|
It's The Bitrate!
H.264 is getting so much attention because it can encode
video with approximately 3 times fewer bits than
comparable MPEG-2 encoders.
Because H.264 is up to twice as efficient as MPEG-4 Part
2 (natural video) encoding, it has recently been
welcomed into the MPEG-4 standard as Part 10 – Advanced
Video Coding. Many established encoder and decoder
vendors are moving directly to h.264 and skipping the
intermediate step of MPEG-4 Part 2.
Goals & Approach of H.264
The International Telecommunications Union (ITU)
initiated the h.26L (for long term) effort in 1998 as a
continuation of work following the MPEG-2 and h.263
standards. The overriding goal was to achieve a
factor-of-2 reduction in bit rate compared to any
competing standard.
Recall that MPEG-2 was optimized with specific focus on
Standard and High Definition digital television
services, which are delivered via circuit-switched
head-end networks to dedicated satellite uplinks, cable
infrastructure or terrestrial facilities. MPEG2's
ability to cope is being strained as the range of
delivery media expands to include heterogeneous mobile
networks, packet-switched IP networks, and multiple
storage formats, and as the variety of services grows to
include multimedia messaging, security, increased use of
HDTV, and others. Thus, a second goal for h.264 was to
accommodate a wider variety of bandwidth requirements,
picture formats, and unfriendly network environments
that throw high jitter, packet loss, and bandwidth
instability into the mix.
The h.264 approach is a strictly evolutionary extension
of the block-based encoding approach so well established
in the MPEG and ITU standards. Key steps include:
• Use of Motion Estimation to support Inter-picture
prediction for eliminating temporal redundancies
• Use of spatial correlation of data to provide
Intra-picture prediction.
• Construction of residuals as the difference between
predicted images and source images.
• Use of a discrete spatial transform and filtering to
eliminate spatial redundancies in the residuals.

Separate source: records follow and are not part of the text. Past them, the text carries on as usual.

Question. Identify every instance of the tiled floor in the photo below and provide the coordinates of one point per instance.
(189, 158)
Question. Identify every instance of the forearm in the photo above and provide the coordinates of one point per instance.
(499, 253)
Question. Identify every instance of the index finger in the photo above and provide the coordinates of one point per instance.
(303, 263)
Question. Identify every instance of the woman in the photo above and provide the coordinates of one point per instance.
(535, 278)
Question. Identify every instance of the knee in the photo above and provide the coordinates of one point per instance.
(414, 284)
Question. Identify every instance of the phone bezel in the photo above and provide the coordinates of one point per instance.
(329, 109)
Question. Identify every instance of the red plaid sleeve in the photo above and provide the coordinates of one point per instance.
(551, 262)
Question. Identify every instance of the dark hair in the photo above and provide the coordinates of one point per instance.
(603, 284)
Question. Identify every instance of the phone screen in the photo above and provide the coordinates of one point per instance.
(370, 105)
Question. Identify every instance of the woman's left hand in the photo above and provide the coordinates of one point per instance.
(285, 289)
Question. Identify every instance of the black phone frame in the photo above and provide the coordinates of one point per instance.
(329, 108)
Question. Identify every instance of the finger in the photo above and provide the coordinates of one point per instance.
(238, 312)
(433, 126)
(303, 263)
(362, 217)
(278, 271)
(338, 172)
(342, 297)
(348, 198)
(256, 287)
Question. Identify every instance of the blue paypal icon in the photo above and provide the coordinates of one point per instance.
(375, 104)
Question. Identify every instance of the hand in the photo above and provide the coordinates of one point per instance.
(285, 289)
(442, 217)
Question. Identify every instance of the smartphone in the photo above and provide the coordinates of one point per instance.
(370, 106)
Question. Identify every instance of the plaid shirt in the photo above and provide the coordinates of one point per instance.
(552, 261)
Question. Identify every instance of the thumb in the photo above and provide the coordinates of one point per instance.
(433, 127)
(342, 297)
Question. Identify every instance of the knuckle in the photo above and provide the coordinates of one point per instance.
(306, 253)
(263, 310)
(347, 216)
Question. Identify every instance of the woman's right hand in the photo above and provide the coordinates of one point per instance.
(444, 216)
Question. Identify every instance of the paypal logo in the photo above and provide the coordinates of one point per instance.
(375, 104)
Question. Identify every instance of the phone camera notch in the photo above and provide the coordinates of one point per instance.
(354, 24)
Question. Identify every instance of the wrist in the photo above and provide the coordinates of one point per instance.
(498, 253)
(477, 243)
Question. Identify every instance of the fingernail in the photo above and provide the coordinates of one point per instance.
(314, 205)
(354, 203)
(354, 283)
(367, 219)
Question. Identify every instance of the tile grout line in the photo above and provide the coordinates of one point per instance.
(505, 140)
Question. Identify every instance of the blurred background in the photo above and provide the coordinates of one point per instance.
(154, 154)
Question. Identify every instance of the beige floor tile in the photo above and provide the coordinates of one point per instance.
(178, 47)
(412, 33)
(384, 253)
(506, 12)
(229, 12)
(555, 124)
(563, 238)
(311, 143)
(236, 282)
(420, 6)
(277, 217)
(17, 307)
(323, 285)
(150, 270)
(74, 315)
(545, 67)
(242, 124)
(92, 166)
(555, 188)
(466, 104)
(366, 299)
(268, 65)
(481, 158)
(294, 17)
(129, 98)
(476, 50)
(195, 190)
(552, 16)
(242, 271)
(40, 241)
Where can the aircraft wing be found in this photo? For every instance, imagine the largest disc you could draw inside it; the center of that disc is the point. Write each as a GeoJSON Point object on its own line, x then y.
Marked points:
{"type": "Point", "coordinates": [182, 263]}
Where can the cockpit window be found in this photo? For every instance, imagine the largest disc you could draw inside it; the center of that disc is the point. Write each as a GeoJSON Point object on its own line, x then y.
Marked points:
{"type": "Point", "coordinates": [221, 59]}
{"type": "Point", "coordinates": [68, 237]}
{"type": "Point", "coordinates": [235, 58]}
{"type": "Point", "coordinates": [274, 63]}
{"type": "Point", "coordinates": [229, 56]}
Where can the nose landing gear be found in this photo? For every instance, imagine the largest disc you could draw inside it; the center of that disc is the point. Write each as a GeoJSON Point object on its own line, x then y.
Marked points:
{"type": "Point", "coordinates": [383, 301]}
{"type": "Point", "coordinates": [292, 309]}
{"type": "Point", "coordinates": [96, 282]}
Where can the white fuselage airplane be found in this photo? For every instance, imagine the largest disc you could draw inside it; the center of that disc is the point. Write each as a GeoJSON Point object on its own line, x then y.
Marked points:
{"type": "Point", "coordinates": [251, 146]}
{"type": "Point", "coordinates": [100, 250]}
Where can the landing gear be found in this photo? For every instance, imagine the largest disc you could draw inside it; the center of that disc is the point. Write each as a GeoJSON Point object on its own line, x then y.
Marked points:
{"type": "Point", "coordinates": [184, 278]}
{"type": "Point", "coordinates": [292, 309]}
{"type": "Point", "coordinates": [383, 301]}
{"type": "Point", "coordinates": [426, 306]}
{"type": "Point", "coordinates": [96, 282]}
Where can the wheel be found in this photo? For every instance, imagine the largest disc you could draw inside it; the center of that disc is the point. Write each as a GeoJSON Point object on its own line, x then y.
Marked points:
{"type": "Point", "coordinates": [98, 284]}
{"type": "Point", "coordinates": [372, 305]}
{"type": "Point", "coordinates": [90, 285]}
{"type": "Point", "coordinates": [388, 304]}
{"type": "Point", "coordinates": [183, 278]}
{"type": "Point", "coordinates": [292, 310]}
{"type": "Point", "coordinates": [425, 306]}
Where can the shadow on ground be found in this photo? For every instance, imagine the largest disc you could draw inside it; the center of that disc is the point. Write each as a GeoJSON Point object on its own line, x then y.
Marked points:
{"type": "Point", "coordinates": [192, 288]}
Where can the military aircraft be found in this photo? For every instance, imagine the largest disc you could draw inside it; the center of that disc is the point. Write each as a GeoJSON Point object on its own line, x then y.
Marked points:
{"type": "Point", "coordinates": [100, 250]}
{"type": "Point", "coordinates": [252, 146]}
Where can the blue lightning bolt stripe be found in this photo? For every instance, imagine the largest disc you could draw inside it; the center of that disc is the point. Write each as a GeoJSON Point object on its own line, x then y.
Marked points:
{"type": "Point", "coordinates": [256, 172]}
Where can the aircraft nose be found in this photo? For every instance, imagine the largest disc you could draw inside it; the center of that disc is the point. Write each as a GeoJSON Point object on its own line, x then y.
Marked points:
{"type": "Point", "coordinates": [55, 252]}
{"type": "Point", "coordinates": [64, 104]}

• Entropy coding of the transformed residual
coefficients and of the supporting data such as motion
vectors.
Improved Inter-Prediction and Motion Estimation
First recall the limitations of motion
estimation in MPEG-2, which searches reference pictures
for a 16x16 set of pixels that closely matches the
current macro block. The matching set of pixels must be
completely within the reference picture. In contrast,
H.264 provides:
| • |
Fine-grained motion
estimation. Temporal search seeks matching
sub-macro blocks of variable size as small as 4x4,
and finds the motion vector to _ pel resolution.

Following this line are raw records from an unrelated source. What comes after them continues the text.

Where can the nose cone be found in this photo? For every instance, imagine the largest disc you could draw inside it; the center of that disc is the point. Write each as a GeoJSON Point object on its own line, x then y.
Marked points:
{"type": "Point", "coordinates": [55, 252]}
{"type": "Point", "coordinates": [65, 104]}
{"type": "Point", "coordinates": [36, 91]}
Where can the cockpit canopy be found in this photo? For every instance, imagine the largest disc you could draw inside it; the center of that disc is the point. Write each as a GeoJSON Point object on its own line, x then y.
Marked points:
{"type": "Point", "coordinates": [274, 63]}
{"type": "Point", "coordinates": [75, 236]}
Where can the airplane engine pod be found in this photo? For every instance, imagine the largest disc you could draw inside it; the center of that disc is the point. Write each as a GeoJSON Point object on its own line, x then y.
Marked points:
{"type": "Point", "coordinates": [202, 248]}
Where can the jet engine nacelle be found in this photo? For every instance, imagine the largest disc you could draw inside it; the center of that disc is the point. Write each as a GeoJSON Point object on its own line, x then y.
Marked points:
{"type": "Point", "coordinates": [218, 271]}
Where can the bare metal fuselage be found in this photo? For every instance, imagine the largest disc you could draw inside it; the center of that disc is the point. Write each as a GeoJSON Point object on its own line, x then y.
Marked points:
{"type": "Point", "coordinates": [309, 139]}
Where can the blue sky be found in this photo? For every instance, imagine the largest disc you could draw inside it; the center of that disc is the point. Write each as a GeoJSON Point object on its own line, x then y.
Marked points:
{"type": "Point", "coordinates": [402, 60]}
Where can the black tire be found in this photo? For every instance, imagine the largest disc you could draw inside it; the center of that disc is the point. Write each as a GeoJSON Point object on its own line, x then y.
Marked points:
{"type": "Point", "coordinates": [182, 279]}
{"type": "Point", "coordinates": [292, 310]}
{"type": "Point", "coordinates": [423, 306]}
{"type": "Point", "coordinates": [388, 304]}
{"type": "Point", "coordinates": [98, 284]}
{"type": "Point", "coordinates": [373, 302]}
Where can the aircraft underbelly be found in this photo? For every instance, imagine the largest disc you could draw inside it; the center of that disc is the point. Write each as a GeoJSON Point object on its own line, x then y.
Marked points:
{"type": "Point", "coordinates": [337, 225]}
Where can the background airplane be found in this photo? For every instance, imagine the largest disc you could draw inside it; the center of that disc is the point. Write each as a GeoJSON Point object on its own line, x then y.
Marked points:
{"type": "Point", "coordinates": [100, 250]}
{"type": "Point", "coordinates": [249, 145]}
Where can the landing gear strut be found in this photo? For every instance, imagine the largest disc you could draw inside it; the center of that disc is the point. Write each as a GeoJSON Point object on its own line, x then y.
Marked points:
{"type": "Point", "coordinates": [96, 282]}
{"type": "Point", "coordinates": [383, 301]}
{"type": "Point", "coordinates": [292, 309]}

Searches may also identify motion vectors
associated with matching sub-macro blocks of 4x8,
8x4, 8x8, 8x16, 16x8, or the full 16x16. [In
future, even finer 1/8 pel resolution will be
supported.] |
| • |
Multiple reference frames.
H.264 provides additional flexibility for
frames to point to more than multiple frames –
which may be any combination of past and future
frames. This capability provides opportunities for
more precise inter-prediction, but also improved
robustness to lost picture data. |
| • |
Unrestricted motion search
. Motion search allows for reference frames
that may be partly outside the picture; missing
data can be spatially predicted from boundary
data. Users may choose to disable this feature by
specifying a Restricted Motion search. |
| • |
Motion vector prediction.
Where sufficient temporal correlation exists,
motion vectors may be accurately predicted and
only their residuals transmitted explicitly in the
bitstream. |
Such techniques not only provide for
more accurate inter-prediction, but also help to
partition and scale the bitstream with priority given to
data that is more globally applicable. Thus, they not
only improve compression but also resilience to errors
and network instabilities.
Because "intra prediction" is concerned with only one
picture at a time, it relies upon spatial rather than
temporal correlations. As the algorithm works through a
picture's macro blocks in raster scan order, earlier
results may be used to "predict" the downstream
calculations. Then we need only transmit residuals as
refinements to the predicted results.
H.264 performs intra prediction in
the spatial domain (prior to the transform, and it is a
key part of the approach. Even for an intra-picture,
every block of data is predicted from its neighbors
before being transformed and coefficients generated for
inclusion in the bitstream.
| |
|
| • |
Coarse versus fine intra
prediction. Intra prediction may be performed
either on 4x4 blocks, or 16x16 macro blocks. The
latter is more efficient for uniform areas of a
picture. |
| • |
Direction Dependent Intra
Modes. By doing intra prediction in the
spatial domain (rather than in the transform
domain), h.264 can employ prediction that is
direction dependent, and thus can focus on the
most highly correlated neighbors. For Intra 16x16
coding and Intra 4 x 4 coding, there are 9 and 4
directional modes, respectively. |
| • |
4x4 transform of Residual Data. For
initially supported profiles, residual data
transforms are always performed for 4x4 blocks of
data, and coefficients transmitted on this
fine-grained basis. |
| • |
Variable block sizes for
spatial transform*. Future profiles will
allow transform of variable size blocks (4x8, 8x8,
etc.) with the same level of flexibility as motion
estimation blocks. This will provide more
flexibility and further reduction of bitrate. |
| • |
Integer transforms.
Efficiency in both computation and bitrate is
gained by implementing the traditional Discrete
Cosine Transform (DCT) as an integer transform
that requires no multiplications, except for a
single normalization. It can also be inverted
exactly without mismatch. |
| • |
Deblocking filter. To
eliminate fine structure blockiness that might be
aggravated by the smaller transform blocks, a
context-sensitive deblocking filter smoothes out
the internal edges. Its filter strength depends
upon the prediction modes and relationship between
the neighboring blocks. In addition to increasing
signal-to-noise ratio (S/N), this technique
significantly improves the subjective quality of
the image for a given S/N. |
Two alternative methods improve efficiency of
the entropy coding process by selecting variable length
codes depending upon context of the data being encoded.
| • |
Context-Adaptive Variable
Length Coding (CAVLC) employs multiple variable
length codeword tables to encode transform
coefficients, which consume the bulk of bandwidth.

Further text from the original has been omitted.